La vergüenza histórica, comparada con el desplome de la estatua de Saddam Hussein en Bagdad durante la guerra contra Irak; o en Richmond la de Jefferson Davis, presidente de los secesionistas que rompieron el país en 1861 para mantener la «institución peculiar», como llamaban a la esclavitud, o en Amberes la del rey Leopoldo II, condenado por la colonización belga del Congo, llevó a los británicos a pintar la leyenda “racista” debajo de otra estatua, la de Winston Churchill. En 2009, Barack Obama le devolvió al primer ministro Gordon Brown un busto de Churchill que le había enviado Tony Blair a George W. Bush en rechazo a los atropellos que había sufrido su abuelo en Kenia durante el régimen británico.
La ebullición global llevó al canal de televisión HBO a retirar en forma temporal de su catálogo la película Lo que el viento se llevó, protagonizada por Vivien Leigh y Clark Gable en 1939, por “ofrecer una visión idealizada de la esclavitud y perpetuar estereotipos racistas”. La repuso después como “un producto de su tiempo”. Lo es, en realidad, así como la novela To Kill a Mockingbird (Matar a un ruiseñor), de Harper Lee, publicada en 1960. La tildaron en su momento de racista por el uso de la palabra nigger, forma despectiva para referirse a los afroamericanos, por más que condenara la injusticia racial. Quisieron censurarla.
De las carreras de autos Nascar se eliminaron las banderas y los símbolos confederados. Y así sucesivamente. En el Reino Unido, la premisa de “enfrentar la verdad sobre su pasado” arranca del pedestal las estatuas de aquellos que, en su tiempo, cometieron delitos de lesa humanidad a los ojos de hoy. Condenables, como el propietario de esclavos Robert Milligan, cuya estatua fue retirada del Museo de los Docklands, de Londres, pero irreparables como sus crímenes. Los de su época. Ni la efigie de Robert Baden-Powell, fundador del movimiento juvenil Boy Scouts, se salva por su simpatía con Hitler y el fascismo.

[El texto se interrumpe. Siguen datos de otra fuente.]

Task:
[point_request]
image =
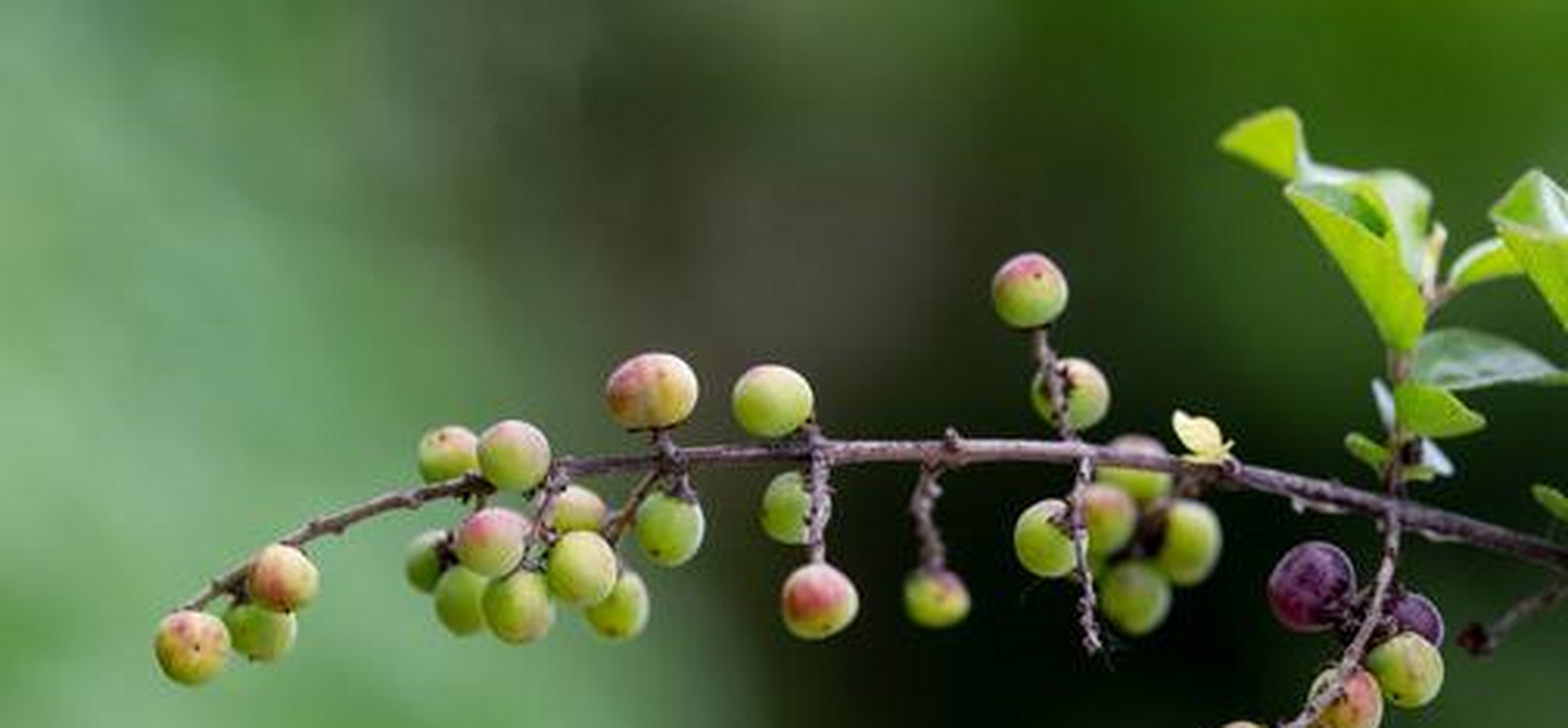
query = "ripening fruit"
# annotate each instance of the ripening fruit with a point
(772, 400)
(192, 647)
(784, 509)
(582, 569)
(1360, 706)
(518, 607)
(651, 391)
(1111, 518)
(1413, 613)
(935, 598)
(491, 540)
(283, 580)
(1086, 388)
(424, 562)
(577, 509)
(261, 634)
(1409, 669)
(624, 613)
(448, 452)
(817, 601)
(1136, 598)
(1145, 487)
(1042, 542)
(1029, 291)
(458, 598)
(1190, 543)
(670, 530)
(515, 456)
(1312, 588)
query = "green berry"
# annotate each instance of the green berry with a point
(623, 615)
(1086, 388)
(518, 607)
(1145, 487)
(817, 601)
(772, 400)
(1111, 518)
(1040, 540)
(515, 456)
(261, 634)
(1136, 598)
(935, 598)
(458, 601)
(1409, 669)
(651, 391)
(425, 562)
(784, 509)
(1360, 705)
(582, 569)
(283, 580)
(1190, 543)
(577, 509)
(670, 530)
(1029, 291)
(192, 647)
(448, 452)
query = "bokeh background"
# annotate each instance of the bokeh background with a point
(248, 251)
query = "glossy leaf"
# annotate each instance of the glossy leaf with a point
(1532, 220)
(1459, 358)
(1432, 412)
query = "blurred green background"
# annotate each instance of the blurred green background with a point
(250, 251)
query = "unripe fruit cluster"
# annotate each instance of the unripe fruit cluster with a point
(1142, 542)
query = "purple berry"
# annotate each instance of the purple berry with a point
(1312, 586)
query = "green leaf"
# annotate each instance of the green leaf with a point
(1461, 358)
(1269, 140)
(1434, 412)
(1480, 263)
(1352, 233)
(1532, 220)
(1552, 499)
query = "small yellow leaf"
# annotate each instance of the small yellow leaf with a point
(1202, 437)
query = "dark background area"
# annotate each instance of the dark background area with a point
(250, 253)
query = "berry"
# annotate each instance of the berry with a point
(518, 607)
(582, 569)
(1111, 518)
(425, 561)
(1190, 543)
(1360, 705)
(1086, 388)
(670, 530)
(448, 452)
(1136, 598)
(1409, 669)
(283, 580)
(261, 634)
(577, 509)
(772, 400)
(1029, 291)
(624, 613)
(784, 509)
(458, 601)
(192, 647)
(491, 540)
(1312, 588)
(1040, 540)
(935, 598)
(651, 391)
(1413, 613)
(817, 601)
(515, 456)
(1145, 487)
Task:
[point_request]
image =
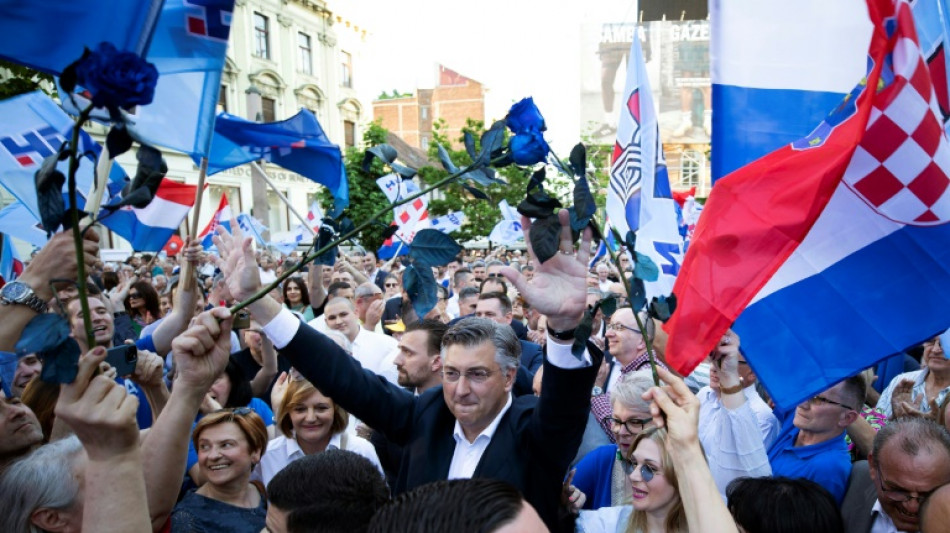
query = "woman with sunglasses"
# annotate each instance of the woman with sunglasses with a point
(656, 507)
(297, 297)
(142, 305)
(600, 474)
(230, 444)
(310, 423)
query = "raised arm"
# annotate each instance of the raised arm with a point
(102, 415)
(369, 397)
(56, 261)
(201, 353)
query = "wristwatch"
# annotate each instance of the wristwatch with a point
(17, 292)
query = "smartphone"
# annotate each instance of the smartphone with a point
(123, 359)
(241, 321)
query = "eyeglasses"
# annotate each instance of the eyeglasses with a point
(646, 471)
(817, 400)
(632, 425)
(477, 375)
(617, 326)
(899, 496)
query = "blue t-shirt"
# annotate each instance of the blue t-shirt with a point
(827, 463)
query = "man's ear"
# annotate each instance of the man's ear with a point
(48, 519)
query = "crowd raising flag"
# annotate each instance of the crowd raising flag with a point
(33, 128)
(148, 229)
(806, 56)
(639, 197)
(815, 250)
(297, 144)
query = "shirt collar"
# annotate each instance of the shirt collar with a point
(489, 431)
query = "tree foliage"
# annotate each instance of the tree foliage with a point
(481, 215)
(365, 196)
(17, 79)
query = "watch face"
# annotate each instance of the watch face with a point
(15, 291)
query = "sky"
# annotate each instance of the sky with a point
(516, 48)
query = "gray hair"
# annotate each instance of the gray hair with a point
(43, 479)
(473, 331)
(630, 388)
(913, 435)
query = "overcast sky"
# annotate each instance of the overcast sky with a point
(516, 48)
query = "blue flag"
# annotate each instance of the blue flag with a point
(297, 144)
(34, 127)
(188, 49)
(50, 35)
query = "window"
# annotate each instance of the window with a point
(261, 36)
(223, 99)
(304, 53)
(268, 113)
(346, 74)
(349, 133)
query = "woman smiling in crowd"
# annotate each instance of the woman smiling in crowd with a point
(657, 507)
(229, 443)
(310, 423)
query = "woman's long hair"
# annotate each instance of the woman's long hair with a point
(676, 519)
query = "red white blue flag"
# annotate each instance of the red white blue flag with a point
(830, 253)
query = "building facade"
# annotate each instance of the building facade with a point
(454, 99)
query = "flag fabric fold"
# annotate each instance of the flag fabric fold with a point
(297, 144)
(639, 198)
(829, 254)
(149, 228)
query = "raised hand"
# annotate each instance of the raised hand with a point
(237, 262)
(98, 410)
(202, 351)
(559, 286)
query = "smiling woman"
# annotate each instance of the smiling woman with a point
(310, 423)
(230, 443)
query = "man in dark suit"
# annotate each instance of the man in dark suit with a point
(910, 459)
(496, 307)
(471, 426)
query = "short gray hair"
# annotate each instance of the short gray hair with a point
(630, 388)
(43, 479)
(473, 331)
(913, 435)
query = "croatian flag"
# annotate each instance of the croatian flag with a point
(10, 264)
(221, 217)
(639, 197)
(149, 228)
(830, 253)
(777, 68)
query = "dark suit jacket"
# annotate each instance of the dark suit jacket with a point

La historia es impiadosa. El conquistador español Pedro de Valdivia, fundador de Santiago de Chile, murió dos veces. Una, después de la derrota en la batalla de Tupacel, en 1553. Lo capturaron los mapuches y, tras torturarlo durante tres días, le arrancaron el corazón y, dicen, se lo comieron. La siguiente, en 2019. Demolieron su estatua en Concepción, a 440 kilómetros de la capital chilena. En América latina también rodaron estatuas de Hugo Chávez y retiraron la de Néstor Kirchner de la sede de la difunta Unasur. “Un símbolo de la corrupción”, según la Asamblea Nacional de Ecuador. Costó114.000 dólares. Yace en un sótano.
Las estatuas, entiende el colectivo Black Lives Matter (Las vidas negras importan), invocan fantasmas. Los del racismo y la esclavitud. Una mirada del ayer con ojos contemporáneos que impone tanto la remoción de monumentos como el cambio de nombre de calles e instituciones. El Comité de Defensa del Senado de Estados Unidos, con mayoría republicana y a contramano de Trump, concedió una partida millonaria al Pentágono para eliminar de sus dependencias los nombres de los líderes confederados convencidos de la supremacía blanca. Una forma simbólica de aplacar la ira por la muerte de Floyd.